La rupture diplomatique Arabie Saoudite-Iran, vue par les Pakistanais 6 Janvier 2016


Manifestation à Hyderabad (Pakistan) de musulmans chiites
contre l'exécution en Arabie Saoudite du clerc chiite Nimr al-Nimr.

Photo Rajput Yasir. Copyright Demotix (3/1/2016)

L'Arabie Saoudite a rompu ses relations diplomatiques avec son vieux rival, l'Iran, après l'exécution par l'Arabie Soudite de 47 personnes accusées de terrorisme, au premier rang desquelles le religieux chiite de premier plan et dissident politique âgé de 56 ans, Sheikh Nimr al-Nimr. Il avait soutenu les manifestations anti-gouvernementales dans la province saoudienne de Qatif, habitée par une importante population chiite qui se plaignait depuis longtemps d'être marginalisée par la famille royale sunnite conservatrice
.

L'Iran est un pays en majorité chiite, et en réaction à l'exécution, des manifestants iraniens sont descendus dans la rue à Téhéran et ont saccagé l'ambassade saoudienne. Avant même ces événements les deux théocraties n'étaient pas particulièrement amies, apportant leur appui aux forces antagonistes dans les guerres et les conflits politiques à travers le Moyen-Orient.

Comment se situent les Pakistanais dans tout cela ?

Citation :
‘Jours étranges en vue pour le Pakistan’

Des milliers de chiites ont manifesté dans le calme à travers tout le Pakistan le 3 janvier pour condamner l'exécution de Nimr al-Nimr par l'Arabie Saoudite.

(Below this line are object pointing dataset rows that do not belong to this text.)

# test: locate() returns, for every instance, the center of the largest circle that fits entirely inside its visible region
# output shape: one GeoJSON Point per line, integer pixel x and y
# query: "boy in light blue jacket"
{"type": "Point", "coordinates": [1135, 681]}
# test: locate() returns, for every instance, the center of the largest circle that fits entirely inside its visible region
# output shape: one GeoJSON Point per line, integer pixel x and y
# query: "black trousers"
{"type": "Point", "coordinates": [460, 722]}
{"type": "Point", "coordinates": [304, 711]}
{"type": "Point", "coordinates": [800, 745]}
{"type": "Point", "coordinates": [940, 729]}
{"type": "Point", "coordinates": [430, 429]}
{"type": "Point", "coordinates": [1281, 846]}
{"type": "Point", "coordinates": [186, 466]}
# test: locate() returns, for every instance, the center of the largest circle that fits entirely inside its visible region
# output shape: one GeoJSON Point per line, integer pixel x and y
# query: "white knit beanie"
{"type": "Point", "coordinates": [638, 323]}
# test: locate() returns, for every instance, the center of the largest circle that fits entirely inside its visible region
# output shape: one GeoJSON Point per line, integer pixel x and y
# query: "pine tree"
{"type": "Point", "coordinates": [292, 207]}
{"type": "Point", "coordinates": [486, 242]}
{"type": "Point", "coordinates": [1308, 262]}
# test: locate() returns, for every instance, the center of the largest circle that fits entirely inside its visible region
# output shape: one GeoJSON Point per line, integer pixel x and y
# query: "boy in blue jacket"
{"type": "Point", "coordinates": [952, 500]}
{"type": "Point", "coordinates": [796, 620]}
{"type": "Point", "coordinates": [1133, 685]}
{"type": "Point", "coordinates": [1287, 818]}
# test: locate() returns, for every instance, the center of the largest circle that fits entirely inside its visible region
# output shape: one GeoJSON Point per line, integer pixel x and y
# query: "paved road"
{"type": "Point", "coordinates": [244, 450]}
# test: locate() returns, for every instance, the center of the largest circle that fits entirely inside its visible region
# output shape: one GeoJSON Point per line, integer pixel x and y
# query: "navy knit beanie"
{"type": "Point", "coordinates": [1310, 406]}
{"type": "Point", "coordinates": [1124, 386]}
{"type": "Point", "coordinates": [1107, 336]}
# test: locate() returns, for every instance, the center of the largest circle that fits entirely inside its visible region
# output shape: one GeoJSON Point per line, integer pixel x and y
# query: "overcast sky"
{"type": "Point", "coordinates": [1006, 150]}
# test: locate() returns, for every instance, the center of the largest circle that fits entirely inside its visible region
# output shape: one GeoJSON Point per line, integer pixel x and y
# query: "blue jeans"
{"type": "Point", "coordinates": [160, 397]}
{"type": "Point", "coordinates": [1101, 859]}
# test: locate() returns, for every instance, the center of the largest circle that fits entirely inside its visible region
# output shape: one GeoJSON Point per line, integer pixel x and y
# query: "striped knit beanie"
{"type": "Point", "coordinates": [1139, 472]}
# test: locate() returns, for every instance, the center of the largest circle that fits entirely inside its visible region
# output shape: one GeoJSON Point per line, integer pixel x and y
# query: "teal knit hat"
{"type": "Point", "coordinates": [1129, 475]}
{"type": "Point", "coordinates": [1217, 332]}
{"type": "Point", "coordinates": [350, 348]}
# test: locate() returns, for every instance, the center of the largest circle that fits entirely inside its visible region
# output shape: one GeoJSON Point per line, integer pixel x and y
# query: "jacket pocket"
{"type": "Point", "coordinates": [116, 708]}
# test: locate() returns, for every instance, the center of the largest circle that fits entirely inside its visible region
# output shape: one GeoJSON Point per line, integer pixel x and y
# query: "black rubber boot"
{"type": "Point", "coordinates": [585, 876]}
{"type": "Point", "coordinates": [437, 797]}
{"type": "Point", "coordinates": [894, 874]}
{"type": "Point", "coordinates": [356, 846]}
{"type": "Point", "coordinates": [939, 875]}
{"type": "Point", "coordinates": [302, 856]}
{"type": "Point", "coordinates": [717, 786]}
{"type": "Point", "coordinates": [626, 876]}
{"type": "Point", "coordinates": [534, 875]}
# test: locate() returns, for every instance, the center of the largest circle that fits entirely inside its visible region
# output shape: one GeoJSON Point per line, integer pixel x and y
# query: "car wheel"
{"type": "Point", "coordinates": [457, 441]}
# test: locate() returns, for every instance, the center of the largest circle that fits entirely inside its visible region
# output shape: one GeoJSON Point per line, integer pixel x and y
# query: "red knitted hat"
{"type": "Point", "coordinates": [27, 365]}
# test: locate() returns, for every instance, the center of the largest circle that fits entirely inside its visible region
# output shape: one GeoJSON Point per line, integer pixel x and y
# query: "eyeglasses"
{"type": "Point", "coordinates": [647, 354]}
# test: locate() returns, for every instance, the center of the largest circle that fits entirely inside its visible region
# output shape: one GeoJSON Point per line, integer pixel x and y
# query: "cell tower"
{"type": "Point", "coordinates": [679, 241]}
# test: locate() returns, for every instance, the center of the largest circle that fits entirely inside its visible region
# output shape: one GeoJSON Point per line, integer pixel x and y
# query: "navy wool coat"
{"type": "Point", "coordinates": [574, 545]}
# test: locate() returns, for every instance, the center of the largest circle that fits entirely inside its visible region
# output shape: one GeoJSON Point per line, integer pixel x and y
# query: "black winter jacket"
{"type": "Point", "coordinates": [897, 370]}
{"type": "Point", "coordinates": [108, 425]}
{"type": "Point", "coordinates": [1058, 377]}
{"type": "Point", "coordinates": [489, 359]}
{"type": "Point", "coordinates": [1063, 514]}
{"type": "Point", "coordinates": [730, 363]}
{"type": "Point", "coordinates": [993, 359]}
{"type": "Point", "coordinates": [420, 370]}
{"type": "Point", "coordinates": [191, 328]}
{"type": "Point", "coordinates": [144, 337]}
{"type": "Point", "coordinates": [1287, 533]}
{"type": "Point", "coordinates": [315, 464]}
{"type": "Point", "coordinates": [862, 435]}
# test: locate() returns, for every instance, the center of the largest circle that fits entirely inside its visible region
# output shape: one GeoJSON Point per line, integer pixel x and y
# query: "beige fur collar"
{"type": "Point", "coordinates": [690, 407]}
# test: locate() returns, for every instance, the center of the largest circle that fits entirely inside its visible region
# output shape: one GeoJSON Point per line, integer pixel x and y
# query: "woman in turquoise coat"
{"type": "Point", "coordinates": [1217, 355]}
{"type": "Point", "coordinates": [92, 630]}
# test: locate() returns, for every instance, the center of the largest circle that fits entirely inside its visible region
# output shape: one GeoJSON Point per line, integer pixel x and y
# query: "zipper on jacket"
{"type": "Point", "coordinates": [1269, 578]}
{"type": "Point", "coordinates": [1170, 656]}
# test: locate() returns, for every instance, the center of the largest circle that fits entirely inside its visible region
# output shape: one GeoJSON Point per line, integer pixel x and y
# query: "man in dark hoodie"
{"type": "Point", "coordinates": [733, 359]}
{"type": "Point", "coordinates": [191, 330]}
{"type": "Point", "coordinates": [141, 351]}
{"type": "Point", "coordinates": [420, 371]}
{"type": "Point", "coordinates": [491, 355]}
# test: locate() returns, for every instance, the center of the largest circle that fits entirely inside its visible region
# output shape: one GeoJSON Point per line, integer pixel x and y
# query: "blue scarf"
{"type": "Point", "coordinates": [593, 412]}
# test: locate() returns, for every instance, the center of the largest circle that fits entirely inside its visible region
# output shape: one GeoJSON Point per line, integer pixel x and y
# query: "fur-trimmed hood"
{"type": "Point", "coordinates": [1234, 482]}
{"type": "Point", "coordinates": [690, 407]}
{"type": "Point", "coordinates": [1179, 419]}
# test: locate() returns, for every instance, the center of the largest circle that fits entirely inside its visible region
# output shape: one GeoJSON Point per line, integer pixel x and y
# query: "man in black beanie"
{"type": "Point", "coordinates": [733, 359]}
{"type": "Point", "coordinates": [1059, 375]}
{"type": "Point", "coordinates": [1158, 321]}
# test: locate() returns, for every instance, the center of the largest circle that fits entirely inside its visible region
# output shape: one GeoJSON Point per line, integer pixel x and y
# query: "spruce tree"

A Quetta, la capitale de la province pakistanaise du Baloutchistan, tout comme à Lahore et Karachi, les manifestants tenaient des pancartes portant des slogans anti-saoudiens et qualifiant l'exécution de Nimr de “violation grossière des droits humains”.

La composition religieuse du Pakistan est massivement musulmane sunnite, avec une importante minorité musulmane chiite, comme en Arabie Saoudite, même si dans ce dernier pays prédomine, à la différence du Pakistan, une branche fondamentaliste de l'islam sunnite appelée wahhabisme. La liberté religieuse est sévèrement limitée en Arabie Saoudite, où de nombreux militants chiites sont emprisonnés pour avoir revendiqué l'égalité de droits.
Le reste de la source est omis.